For those of you who prefer the single-player experience, you can play the Exo Zombie mode locally with or without a friend. It’s an excellent way to listen to John Malkovich’s one liners without distraction.
Note that this is my first round, and I don’t get very far. The idea here is to spend your money to unlock new areas, weapons, exo-suit powers and upgrades. The idea is not to just run around listening to Malkovich until you die.
If you are going to play solo, pick someone far less interesting, like Bill Paxton. His character, Mr. Kahn, is pretty much your dad. And my dad. Everybody’s dad, Bill Paxton. I found myself rooting for the zombies.
It doesn’t really matter, as the character you’re assigned is random. Probably should have mentioned that earlier.
The real fun comes from playing with other people — that’s what co-op is all about. And while the action is less structured than my beloved alien co-op from Call of Duty: Ghosts, the spirit is essentially the same. The upgrading weapons and unlocking new areas reminds me of the escalation co-op mode from Transformers: War for Cybertron, which is about as reverse a comparison as you’re likely to see. Either way, the first instalment of any four-part Call of Duty DLC co-op experience is always a little dry. It leaves room for the excitement to expand as more content drops.
Lovely, isn’t it?

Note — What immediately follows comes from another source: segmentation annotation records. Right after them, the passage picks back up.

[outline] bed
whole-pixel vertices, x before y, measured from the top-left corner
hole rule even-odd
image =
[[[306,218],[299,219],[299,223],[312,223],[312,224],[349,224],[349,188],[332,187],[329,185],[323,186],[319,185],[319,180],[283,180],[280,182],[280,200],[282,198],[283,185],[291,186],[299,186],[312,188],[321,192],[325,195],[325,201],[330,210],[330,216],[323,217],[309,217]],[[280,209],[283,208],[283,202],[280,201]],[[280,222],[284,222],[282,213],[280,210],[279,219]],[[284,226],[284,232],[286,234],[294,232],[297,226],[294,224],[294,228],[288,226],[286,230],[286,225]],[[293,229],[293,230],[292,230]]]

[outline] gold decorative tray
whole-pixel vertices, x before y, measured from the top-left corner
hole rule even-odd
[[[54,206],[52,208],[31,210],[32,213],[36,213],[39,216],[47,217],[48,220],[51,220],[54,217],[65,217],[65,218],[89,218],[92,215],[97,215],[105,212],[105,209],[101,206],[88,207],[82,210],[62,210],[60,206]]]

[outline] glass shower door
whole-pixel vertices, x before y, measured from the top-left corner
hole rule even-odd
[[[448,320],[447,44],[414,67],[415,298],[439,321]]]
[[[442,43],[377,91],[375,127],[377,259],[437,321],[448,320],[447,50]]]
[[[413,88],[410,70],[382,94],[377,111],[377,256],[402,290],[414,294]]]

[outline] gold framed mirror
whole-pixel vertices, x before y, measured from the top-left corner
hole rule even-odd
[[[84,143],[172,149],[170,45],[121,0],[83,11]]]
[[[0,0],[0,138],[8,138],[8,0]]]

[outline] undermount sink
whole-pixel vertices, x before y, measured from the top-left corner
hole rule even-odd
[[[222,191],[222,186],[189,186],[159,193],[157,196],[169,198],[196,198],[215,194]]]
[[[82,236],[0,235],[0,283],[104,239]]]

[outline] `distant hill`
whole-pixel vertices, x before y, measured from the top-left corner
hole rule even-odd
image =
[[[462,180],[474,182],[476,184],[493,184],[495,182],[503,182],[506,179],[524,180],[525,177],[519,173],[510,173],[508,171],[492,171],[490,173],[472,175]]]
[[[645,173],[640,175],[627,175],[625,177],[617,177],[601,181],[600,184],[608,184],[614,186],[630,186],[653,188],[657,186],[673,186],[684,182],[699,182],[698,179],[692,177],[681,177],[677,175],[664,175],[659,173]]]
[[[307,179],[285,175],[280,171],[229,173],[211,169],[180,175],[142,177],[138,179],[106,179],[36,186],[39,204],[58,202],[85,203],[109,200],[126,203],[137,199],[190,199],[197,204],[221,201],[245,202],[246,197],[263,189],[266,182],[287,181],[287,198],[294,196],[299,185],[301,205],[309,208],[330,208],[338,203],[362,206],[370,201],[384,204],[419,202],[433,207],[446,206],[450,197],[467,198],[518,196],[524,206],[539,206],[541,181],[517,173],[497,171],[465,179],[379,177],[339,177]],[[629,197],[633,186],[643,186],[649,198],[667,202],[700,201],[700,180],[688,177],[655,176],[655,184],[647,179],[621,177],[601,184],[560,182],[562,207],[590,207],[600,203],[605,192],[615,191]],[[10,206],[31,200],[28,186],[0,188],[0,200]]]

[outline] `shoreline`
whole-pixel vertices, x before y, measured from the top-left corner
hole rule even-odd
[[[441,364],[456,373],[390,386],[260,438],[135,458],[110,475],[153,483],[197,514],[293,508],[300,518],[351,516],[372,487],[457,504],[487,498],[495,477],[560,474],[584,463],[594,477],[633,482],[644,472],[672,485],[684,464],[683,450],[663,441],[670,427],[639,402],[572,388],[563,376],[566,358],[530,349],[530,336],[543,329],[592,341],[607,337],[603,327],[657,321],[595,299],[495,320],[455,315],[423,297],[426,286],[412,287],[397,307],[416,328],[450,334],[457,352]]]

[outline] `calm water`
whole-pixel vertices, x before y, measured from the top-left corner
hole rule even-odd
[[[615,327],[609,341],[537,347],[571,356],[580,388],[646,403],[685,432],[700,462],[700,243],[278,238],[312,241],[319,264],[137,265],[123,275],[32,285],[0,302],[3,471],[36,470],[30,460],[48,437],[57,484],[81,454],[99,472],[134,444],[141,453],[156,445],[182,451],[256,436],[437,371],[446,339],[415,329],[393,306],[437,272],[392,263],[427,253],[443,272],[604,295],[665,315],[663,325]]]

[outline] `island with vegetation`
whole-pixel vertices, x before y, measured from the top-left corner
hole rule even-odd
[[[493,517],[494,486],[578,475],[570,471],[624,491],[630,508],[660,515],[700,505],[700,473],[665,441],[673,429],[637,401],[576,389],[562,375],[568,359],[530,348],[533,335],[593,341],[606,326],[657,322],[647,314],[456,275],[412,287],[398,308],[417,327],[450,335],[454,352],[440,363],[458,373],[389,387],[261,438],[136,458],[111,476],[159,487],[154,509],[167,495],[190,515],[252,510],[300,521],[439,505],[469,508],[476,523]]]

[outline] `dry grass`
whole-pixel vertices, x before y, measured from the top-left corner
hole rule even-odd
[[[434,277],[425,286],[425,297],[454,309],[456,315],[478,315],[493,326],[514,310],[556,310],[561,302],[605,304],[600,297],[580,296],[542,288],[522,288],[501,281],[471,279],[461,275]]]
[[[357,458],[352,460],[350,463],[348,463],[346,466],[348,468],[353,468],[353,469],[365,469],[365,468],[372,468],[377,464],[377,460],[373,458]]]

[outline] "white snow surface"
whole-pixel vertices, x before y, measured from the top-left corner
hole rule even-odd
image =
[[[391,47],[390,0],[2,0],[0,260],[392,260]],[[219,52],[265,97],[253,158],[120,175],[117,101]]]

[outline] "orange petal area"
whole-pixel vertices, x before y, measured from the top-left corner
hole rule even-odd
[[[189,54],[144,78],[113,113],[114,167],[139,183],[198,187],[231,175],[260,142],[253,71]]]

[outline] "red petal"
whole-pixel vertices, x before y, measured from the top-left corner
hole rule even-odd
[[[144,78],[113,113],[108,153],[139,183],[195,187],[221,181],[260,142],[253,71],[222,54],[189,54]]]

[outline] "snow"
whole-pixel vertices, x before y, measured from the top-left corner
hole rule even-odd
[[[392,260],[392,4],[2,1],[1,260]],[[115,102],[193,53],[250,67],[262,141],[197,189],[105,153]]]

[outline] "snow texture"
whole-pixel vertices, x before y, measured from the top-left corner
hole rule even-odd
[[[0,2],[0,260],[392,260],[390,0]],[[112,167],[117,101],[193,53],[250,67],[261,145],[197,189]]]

The phrase “Rose McGowan’s signature wit” comes to mind before dissolving into a cloud of uncertainty.
I’ve barely scratched the surface of the Exo Zombie mode. I plan on playing it as much as I possibly can today, if only to look busy so the other Kotaku people in New York City this week think I’m really productive. Then I can go home on Saturday and resume my regularly scheduled mid-day chair naps.
Have you played Exo Zombies yet? If so, how do you feel about Rose McGowan’s signature wit?